J.F. ‘Skeets’ Coleman dies at 95; test pilot for perilous XFY-1 Pogo
J.F. “Skeets” Coleman, who was the test pilot on one of the oddest military airplanes ever produced, died Tuesday of natural causes at an assisted-living facility in Oceanside, said his daughter, Nancy.
He was 95, a life span especially notable given the precariousness of the plane he tested in the 1950s, the Convair XFY-1. It was a vertical-takeoff-and-landing vehicle featured on the cover of the 1990 book “The World’s Worst Aircraft.”
“It was a project that looked really good on paper,” said Bill Yenne, author of “World’s Worst Aircraft” and several other aviation books. The Navy wanted the plane, which took off straight up like a helicopter before transitioning to horizontal for regular flight, to save space on aircraft carriers. After years in development, one XFY-1 was built, but much of its engineering was untested.
“No one wanted to fly it; there were no volunteers,” Coleman said in an interview for the “Reaching the Skies” BBC documentary series. “It was a developmental power plant, it was a developmental airplane, a developmental concept.
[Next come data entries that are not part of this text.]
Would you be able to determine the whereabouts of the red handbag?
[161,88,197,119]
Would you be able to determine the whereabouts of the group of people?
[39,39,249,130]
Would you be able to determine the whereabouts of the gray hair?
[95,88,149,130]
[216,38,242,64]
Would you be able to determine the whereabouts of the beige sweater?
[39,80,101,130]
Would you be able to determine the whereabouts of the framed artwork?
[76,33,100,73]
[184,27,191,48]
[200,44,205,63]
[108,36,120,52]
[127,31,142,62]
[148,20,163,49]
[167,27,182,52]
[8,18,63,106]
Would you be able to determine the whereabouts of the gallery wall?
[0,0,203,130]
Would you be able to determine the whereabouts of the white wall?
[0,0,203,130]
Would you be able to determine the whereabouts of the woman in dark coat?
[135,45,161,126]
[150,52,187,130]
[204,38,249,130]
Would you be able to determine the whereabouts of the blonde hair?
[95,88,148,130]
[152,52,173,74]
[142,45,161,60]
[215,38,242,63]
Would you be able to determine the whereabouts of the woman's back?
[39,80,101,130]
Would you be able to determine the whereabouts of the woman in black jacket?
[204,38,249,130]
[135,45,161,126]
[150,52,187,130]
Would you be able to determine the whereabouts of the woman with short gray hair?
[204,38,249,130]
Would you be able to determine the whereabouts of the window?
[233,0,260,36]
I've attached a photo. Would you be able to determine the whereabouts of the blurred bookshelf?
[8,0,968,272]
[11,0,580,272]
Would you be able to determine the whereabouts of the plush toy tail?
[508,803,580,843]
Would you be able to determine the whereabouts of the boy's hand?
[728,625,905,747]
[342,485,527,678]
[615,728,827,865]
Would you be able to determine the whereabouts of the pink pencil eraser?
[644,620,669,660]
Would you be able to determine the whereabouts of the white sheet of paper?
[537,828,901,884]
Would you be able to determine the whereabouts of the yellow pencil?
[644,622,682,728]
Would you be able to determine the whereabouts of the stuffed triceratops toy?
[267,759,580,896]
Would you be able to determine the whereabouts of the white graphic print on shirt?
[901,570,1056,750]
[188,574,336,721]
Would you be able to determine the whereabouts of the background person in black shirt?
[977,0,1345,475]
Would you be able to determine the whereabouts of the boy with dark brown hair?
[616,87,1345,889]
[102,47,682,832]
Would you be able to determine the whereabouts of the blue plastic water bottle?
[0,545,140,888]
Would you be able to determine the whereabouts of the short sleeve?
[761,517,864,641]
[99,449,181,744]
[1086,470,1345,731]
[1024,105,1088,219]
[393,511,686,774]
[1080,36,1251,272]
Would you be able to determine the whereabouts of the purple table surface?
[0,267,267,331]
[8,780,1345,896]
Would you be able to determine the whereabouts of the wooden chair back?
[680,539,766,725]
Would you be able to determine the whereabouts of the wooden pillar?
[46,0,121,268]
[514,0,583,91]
It’s pretty hard to tie all of those together without having a lot of risk.”
Coleman was the only pilot to ever take the XFY-1 on a full-on flight and was awarded the Harmon Trophy in 1955 for his contribution to aviation.
“Coleman was one of the last people ever to venture aloft in a machine that nobody knew how to fly, that no simulator had proved would fly, and that no computer could promise would be controllable,” according to an article in the Air & Space magazine of the Smithsonian Museum where the XFY-1, nicknamed the Pogo, now resides.
James Francis Coleman was born June 2, 1918, in Chicago, the third of six children. He joined the Marines in 1941, serving as a fighter pilot on dive bombing missions in the Pacific during World War II. After the war he earned an aeronautical engineering degree at UCLA.
From 1948 to 1950 he oversaw the operation of the now-defunct Del Mar Airport. He later worked for several aviation companies, including North American Aviation and Fairchild, in sales and marketing.
In 1951, the Navy awarded Convair aircraft manufacturing a contract to design, build and test a vertical-takeoff-and-landing (VTOL) fighter. The XFY-1 was a so-called tail sitter because it sat straight up like a rocket, resting on four wheels attached to the edges of its wings and fins. It had a height of about 35 feet — the pilot had to use a long ladder to climb to the cockpit.
Coleman was in the Marine Reserves in 1954 when the Pogo was ready for testing, first inside a blimp hanger at Moffett Field south of San Francisco where he could practice takeoffs and hovering. A cable was attached to the nose of the Pogo in case a wrench operator had to be called upon to steady the plane.
“My call was ‘catch me, catch me,’” Coleman wrote in a report on the tests, “and I had to call him a lot.” Modifications were made to ease turbulence, and outdoor tests followed. The first successful full-on flight was Nov. 2, 1954, at Brown Field in San Diego and a few days later another was done for military and other officials to witness. The liftoffs and transitions went smoothly. The hard part was landing the Pogo.
To get the plane down, Coleman had to twist around and look over his shoulder, eyeballing the descent without instruments. It was like a driver maneuvering into a parallel parking space, except this vehicle was airborne and weighed more than 11,000 pounds, not counting fuel.
“It was a nightmare,” Yenne said, “and imagine doing that on rough seas, and at night.”
Coleman never had a mishap in test flying the Pogo, but after just a handful of full-on flights, tests were halted — the plane was considered too unwieldy to be practical. It’s currently in storage at the Smithsonian. There are no immediate plans to put it on display, a museum official said.
In addition to his daughter Nancy Coleman, who lives in Port Washington, N.Y., he is survived by daughter Jackie Remick of Del Mar; son Marty Coleman of Tulsa, Okla.; sister Betty McCabe of New Haven, Conn.; seven grandchildren and one great-grandchild.